Armchair Sleuths

2 Mins

Are you a fan of true crime podcasts and tv shows?

Adnan Syed has just been released from prison after spending 23 years behind bars convicted of murdering his girlfriend. There’s little doubt that the 2014 podcast Serial, which had 340 million downloads, played a part in the reassessment of his forgotten case. It also spawned an enormous appetite for true crime documentaries and dramas.

In Australia, My Teacher’s Pet podcast, with 60 million downloads, probably played a part in renewing police interest in a long-forgotten crime and recently led to the conviction of Chris Dawson for murdering his wife Lyn, 40 years ago.

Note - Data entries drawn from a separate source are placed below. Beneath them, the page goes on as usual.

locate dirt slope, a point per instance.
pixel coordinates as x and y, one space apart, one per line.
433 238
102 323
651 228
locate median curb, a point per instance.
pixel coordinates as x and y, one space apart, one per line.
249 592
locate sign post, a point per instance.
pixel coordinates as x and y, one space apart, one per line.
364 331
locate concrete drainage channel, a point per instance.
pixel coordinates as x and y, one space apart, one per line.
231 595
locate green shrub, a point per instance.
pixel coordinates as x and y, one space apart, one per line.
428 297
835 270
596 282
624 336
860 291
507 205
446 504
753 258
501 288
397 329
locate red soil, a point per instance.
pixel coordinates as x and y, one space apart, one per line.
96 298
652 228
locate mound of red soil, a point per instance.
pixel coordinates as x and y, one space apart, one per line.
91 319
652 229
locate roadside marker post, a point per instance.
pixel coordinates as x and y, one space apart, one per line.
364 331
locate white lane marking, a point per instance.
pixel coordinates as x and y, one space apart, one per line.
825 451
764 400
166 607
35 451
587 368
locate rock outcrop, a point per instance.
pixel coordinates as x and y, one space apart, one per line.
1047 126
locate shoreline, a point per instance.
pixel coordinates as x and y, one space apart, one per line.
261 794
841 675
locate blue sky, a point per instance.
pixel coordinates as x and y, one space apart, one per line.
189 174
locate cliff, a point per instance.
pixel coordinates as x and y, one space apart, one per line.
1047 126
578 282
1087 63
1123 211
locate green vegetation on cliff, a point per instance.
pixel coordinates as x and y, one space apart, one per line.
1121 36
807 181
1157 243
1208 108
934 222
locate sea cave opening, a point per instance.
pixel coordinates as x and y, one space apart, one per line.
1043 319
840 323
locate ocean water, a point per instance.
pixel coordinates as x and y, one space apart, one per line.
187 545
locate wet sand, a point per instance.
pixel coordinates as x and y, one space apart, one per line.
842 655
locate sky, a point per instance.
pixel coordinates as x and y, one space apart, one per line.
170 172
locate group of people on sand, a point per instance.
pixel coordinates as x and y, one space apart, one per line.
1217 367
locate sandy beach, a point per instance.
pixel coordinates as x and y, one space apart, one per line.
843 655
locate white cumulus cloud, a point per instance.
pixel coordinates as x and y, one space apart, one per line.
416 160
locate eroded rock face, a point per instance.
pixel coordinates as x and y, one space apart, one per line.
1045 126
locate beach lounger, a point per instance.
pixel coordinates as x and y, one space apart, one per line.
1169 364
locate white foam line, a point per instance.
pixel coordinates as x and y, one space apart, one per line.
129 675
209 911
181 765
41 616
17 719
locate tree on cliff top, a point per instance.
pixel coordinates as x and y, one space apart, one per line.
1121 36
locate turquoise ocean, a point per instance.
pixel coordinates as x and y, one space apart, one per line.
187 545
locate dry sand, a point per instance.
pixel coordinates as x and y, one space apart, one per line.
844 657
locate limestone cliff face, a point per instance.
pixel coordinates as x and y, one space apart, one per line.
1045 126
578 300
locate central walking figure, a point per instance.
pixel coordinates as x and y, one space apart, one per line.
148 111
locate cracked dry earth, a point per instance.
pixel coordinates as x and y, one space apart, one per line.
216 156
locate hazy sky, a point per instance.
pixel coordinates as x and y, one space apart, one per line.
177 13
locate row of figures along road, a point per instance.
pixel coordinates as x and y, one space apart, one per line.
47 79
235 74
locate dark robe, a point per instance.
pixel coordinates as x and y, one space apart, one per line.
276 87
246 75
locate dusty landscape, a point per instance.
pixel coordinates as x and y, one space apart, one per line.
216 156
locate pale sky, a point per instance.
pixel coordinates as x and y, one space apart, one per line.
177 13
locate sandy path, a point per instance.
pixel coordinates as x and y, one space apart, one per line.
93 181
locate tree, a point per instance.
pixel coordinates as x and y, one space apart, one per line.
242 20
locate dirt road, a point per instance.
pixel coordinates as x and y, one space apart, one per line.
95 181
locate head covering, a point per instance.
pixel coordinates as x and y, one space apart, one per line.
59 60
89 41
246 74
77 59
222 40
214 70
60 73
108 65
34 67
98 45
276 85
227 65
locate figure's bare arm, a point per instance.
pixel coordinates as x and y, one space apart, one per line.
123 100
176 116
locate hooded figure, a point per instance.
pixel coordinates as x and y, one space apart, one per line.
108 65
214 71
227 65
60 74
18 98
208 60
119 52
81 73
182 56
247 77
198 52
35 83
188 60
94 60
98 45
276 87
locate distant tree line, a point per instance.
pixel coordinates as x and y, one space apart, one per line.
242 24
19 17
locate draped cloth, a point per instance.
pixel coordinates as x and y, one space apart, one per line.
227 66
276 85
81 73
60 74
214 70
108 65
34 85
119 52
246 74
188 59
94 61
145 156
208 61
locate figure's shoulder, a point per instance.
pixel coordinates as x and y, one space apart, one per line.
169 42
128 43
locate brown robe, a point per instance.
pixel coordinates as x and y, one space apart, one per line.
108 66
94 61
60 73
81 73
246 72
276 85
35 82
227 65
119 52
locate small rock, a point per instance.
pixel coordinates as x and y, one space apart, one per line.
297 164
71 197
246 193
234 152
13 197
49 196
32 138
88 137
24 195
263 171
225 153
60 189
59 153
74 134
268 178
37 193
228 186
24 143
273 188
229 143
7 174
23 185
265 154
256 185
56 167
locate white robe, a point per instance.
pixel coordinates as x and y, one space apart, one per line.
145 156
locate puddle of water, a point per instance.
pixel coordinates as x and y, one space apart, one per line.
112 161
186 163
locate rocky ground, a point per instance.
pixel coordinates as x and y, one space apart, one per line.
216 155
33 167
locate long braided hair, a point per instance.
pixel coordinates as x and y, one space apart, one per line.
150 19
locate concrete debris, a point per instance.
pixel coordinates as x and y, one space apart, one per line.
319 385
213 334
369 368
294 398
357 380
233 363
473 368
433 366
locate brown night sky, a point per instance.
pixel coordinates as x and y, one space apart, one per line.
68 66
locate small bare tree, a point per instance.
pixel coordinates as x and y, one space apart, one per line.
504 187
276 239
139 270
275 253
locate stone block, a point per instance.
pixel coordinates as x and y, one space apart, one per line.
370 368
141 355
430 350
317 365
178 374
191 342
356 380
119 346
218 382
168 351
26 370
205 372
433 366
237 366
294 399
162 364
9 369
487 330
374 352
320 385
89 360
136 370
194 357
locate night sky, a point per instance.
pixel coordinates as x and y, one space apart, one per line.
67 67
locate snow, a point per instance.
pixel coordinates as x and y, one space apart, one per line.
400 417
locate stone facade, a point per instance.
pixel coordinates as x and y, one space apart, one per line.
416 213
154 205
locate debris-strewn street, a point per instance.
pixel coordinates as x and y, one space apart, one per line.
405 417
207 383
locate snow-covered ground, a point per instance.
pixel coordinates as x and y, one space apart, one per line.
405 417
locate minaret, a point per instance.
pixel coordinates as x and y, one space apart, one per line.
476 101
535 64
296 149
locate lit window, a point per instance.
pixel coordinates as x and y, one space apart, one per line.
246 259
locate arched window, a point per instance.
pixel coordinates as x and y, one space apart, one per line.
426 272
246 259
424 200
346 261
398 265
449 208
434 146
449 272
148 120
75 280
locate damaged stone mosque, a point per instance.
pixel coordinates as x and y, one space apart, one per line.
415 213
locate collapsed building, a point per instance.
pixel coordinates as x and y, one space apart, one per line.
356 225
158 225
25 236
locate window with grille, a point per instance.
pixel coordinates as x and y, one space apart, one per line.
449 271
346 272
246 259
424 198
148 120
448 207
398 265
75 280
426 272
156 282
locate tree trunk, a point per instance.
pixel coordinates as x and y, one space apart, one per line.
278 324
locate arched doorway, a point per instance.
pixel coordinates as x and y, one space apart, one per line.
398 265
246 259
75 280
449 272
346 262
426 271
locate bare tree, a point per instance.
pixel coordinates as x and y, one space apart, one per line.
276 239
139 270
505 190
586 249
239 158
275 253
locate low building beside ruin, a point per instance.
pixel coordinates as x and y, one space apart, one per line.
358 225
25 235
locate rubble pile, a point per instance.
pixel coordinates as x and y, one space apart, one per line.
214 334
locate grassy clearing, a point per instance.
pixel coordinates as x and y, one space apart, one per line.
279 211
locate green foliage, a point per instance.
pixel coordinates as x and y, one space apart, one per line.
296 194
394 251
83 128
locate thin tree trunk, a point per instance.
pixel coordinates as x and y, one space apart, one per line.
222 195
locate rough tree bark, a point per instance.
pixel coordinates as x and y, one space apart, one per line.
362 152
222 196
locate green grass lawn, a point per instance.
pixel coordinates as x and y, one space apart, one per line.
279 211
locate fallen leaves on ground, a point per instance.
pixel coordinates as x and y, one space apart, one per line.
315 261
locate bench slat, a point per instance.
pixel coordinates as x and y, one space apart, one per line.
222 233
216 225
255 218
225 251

In both those cases, there’s little doubt that the podcasts played a role in drawing attention to forgotten victims. But our love of the true crime genre comes with problems too.

Bringing up traumatic events can re-traumatise victims and their families, and it can also lead to an unrealistic idea of how investigations go wrong and how justice is served through the courts. That’s an issue when true crime fans become jurors.

Inventing Anna, Tiger King, The Staircase – the true crime genre continues to bring in big audiences who become armchair sleuths questioning the legitimacy of convictions, witnesses, the police and the justice system.

There is both potential for exploitation and for long-overdue justice. Either way, plenty of us are watching and listening.